Department of Applied Mathematics and Computer Science, DTU, Lyngby, Denmark

This presentation will briefly present the some of the results and methods obtained within the DSF (Danish Council for Strategic Research) Center for IT-Intelligent Energy Systems in cities (CITIES). Using big data analytics and methods for stochastic optimization - including stochastic control - the scientific objective of CITIES is to develop methodologies and ICT solutions for the analysis, operation and development of fully integrated urban energy systems. A holistic research approach will aim at providing solutions at all levels between the households and the global energy system at all essential temporal and spatial scales. The societal objective is to harvest the power of big data analytics to identify and establish realistic pathways to ultimately achieving independence of fossil fuels by harnessing the latent flexibility of the energy system through big data analytics, IT-intelligence, integration and planning.

13.30-14.30: Statistical Theory (I9)

Organizer: Nils Lid Hjort

Department of Mathematical Sciences, Norwegian University of Science and Technology, Trondheim

The point of departure of the talk is an algorithm for sampling from conditional distributions given a sufficient statistic. In certain cases this can be done by a simple parameter adjustment of the original statistical model [1], but in general one needs to use a weighted sampling scheme [2]. The trick is to introduce a distribution on the parameter space, where the use of improper distributions is seen to have some advantages. As will be demonstrated, the approach is closely related to the problem of sampling from posterior distributions, and is also connected to fiducial inference [4, 5]. Particular emphasis will be given to the role of improper distributions, where a theoretical framework that includes improper laws will be briefly reviewed [3, 6].

This is joint work with Gunnar Taraldsen.

References
[1] Engen, S., & Lillegård, M. (1997). Stochastic simulations conditioned on sufficient statistics. Biometrika, 84(1), 235-240.
[2] Lindqvist, B. H., & Taraldsen, G. (2005). Monte Carlo conditioning on a sufficient statistic. Biometrika, 92(2), 451-464.
[3] Taraldsen, G., & Lindqvist, B. H. (2010). Improper priors are not improper. The American Statistician, 64(2), 154-158.
[4] Taraldsen, G., & Lindqvist, B. H. (2013). Fiducial theory and optimal inference. The Annals of Statistics, 41(1), 323-341.
[5] Taraldsen, G., & Lindqvist, B. H. (2015). Fiducial and posterior sampling. Communications in Statistics - Theory and Methods, 44(17), 3754-3767.
[6] Taraldsen, G., & Lindqvist, B. H. (2016). Conditional probability and improper priors. Communications in Statistics - Theory and Methods, (to appear).

Department of Mathematics, University of Oslo, Norway

I introduce a method for melding together the classic parametric likelihood with the nonparametric empirical likelihood, and work out theory for such schemes. The method is really a class of methods, as the statistician would need to choose both which extra parameters to include in the construction and a certain balance parameter that weighs parametrics against nonparametrics. I will show how the methodology of focused information criteria may be used to aid in these choices.

13.30-14.30: Functional Data Analysis (I2)

Organizer: Sara Sjöstedt de Luna

Department of Psychology, McGill University, Montreal, Canada

Discrete observations of curves are often smoothed by attaching a penalty to the error sum of squares, and the most popular penalty is the integrated squared second derivative of the function that fits the data. But it has been known since the earliest days of smoothing splines that, if the linear differential operator \(D^2\) is replaced by a more general differential operator \(L\) that annihilates most of the variation in the observed curves, then the resulting smooth has less bias and greatly reduced mean squared error.

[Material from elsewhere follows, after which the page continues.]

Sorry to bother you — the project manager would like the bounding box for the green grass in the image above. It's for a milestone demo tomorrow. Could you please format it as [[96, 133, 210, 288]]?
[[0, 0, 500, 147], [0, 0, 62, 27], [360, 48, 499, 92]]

This talk will show how we can use the data to estimate such a linear differential operator for a system of one or more variables. The differential equations estimated in this way represents the dynamics of the processes being estimated. This idea can be used to estimate a forcing function that defines the output of a linear system, and apply this to handwriting data to show that both the static and dynamic aspects of handwriting are well represented by a surprisingly simple second order differential equation.

MOX, Department of Mathematics, Politecnico di Milano, Italy

Object Oriented Spatial Statistics (O2S2) adresses a variety of application-oriented statistical challenges where the atoms of the analysis are complex data points spatially distributed. The object oriented viewpoint consists in considering as building block of the analysis the whole data point, whether it is a curve, a distribution or a positive definite matrix, regardless of its complexity. When data are observed over a spatial domain, an extra layer of complexity derives from the size, the shape or the texture of the domain, posing a challenge related to the impossibility, both theoretical and practical, of employing approaches based on global models for capturing spatial dependence. A powerful non-parametric line of action is obtained by splitting the analysis along an arrangement of neighborhoods generated by a random decomposition of the spatial domain. The local analyses produce auxiliary new data points which are then aggregated to generate the global final result. I will illustrate these ideas with a few examples where the target analysis is dimensional reduction, classification or prediction.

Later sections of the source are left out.